Numerator Search Strategy

Institutionalization

Data Source

Administrative clinical data

Type of Health State

Death

Instruments Used and/or Associated with the Measure

Unspecified

Measure Specifies Disaggregation

Does not apply to this measure

Scoring

Ratio

Interpretation of Score

Desired value is a lower score

Allowance for Patient or Population Factors

Risk adjustment devised specifically for this measure/condition

Description of Allowance for Patient or Population Factors

Coefficients derived from logistic regression models are used to calculate the probability of in-hospital death. For each of the 72 diagnosis groups, a logistic regression model is fitted with the following independent variables: age, sex, length-of-stay group, admission category, comorbidity group and transfers. All of the models are based on data from all acute hospitals in Canada. See Appendix I in the original measure documentation for more details on how the expected number of deaths is determined.

Standard of Comparison

External comparison of time trends

Internal time comparison

Original Title

Hospital standardized mortality ratio (HSMR).

Submitter

Canadian Institute for Health Information - Nonprofit Organization

Developer

Canadian Institute for Health Information - Nonprofit Organization

Funding Source(s)

Canadian Government

Composition of the Group that Developed the Measure

Unspecified

Financial Disclosures/Other Potential Conflicts of Interest

Unspecified

Adaptation

The measure was initially developed in the United Kingdom in mid-1990s by Sir Brian Jarman of Imperial College. It has been adapted from the following source by the Canadian Institute for Health Information (CIHI) to be used in Canadian context:

  • Hospital standardized morality ratio (HSMR) (Sir Brian Jarman, Imperial College, United Kingdom)

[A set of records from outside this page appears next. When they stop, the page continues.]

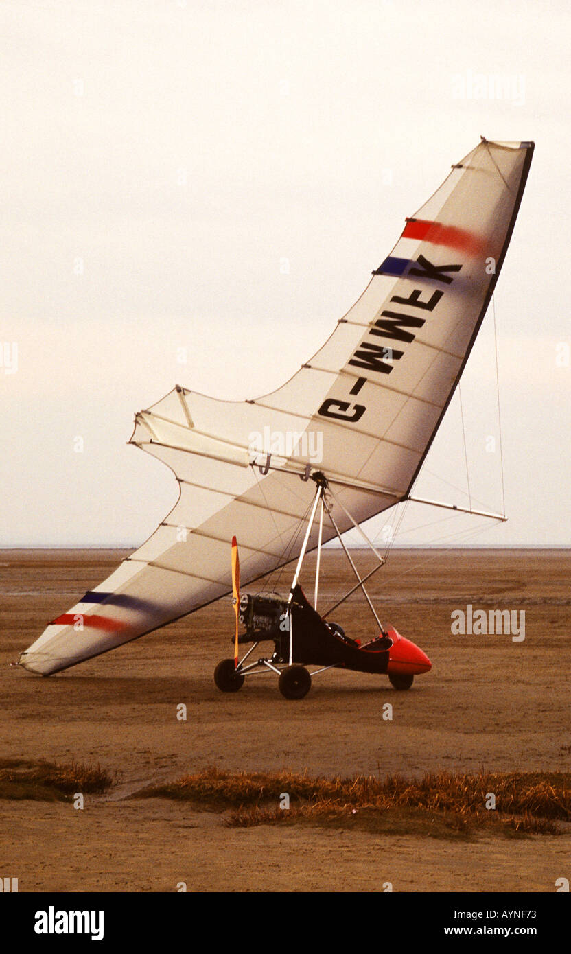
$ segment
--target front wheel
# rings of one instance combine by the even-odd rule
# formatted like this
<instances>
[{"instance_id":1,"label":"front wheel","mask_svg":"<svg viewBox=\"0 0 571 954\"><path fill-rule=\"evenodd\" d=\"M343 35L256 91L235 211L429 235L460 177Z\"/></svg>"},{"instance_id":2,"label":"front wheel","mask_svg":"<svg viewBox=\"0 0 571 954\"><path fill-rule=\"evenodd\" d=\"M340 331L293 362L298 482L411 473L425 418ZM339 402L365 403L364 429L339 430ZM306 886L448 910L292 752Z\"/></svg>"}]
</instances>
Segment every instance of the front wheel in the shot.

Date of Most Current Version in NQMC

2014 Sep

Measure Maintenance

Unspecified

Date of Next Anticipated Revision

2015 Dec

Measure Status

This is the current release of the measure.

This measure updates a previous version: Canadian Institute for Health Information (CIHI). Technical notes: hospital standardized mortality ratio (HSMR). Ottawa (ON): Canadian Institute for Health Information (CIHI); 2013 Sep. 21 p.

The measure developer reaffirmed the currency of this measure in April 2016.

Source(s)

Canadian Institute for Health Information (CIHI). Technical notes: hospital standardized mortality ratio (HSMR). Ottawa (ON): Canadian Institute for Health Information (CIHI); 2014 Sep. 20 p.

Measure Availability

Source available from the Canadian Institute for Health Information (CIHI) Web site External Web Site Policy.

For more information, contact CIHI at 4010 Yonge Street, Suite 300, Toronto, Ontario, Canada, M2P 2B7; Phone: 416-481-2002; Fax: 416-481-2950; E-mail: hsmr@cihi.ca; Web site: www.cihi.ca External Web Site Policy.

Companion Documents

The following is available:

  • Canadian Institute for Health Information (CIHI). HSMR: a new approach for measuring hospital mortality trends in Canada. Ottawa (ON): Canadian Institute for Health Information (CIHI); 2007. 100 p. This document is available from the Canadian Institute for Health Information (CIHI) Web site External Web Site Policy.

NQMC Status

This NQMC summary was completed by ECRI Institute on April 12, 2011. The information was verified by the measure developer on May 4, 2011.

This NQMC summary was retrofitted into the new template on June 29, 2011.

This NQMC summary was updated by ECRI Institute on March 20, 2013. The information was verified by the measure developer on May 17, 2013.

This NQMC summary was updated again by ECRI Institute on March 25, 2015. The information was verified by the measure developer on April 16, 2015.

The information was reaffirmed by the measure developer on April 29, 2016.

Copyright Statement

This NQMC summary is based on the original measure, which is subject to the measure developer's copyright restrictions. Use of the Canadian Institute for Health Information's (CIHI) quality measure for research, private study, education, or other non-commercial purposes is permitted where full credit is given to CIHI as author and owner of the quality measure. Any use that is wholly or partly commercial in nature requires CIHI's express written permission.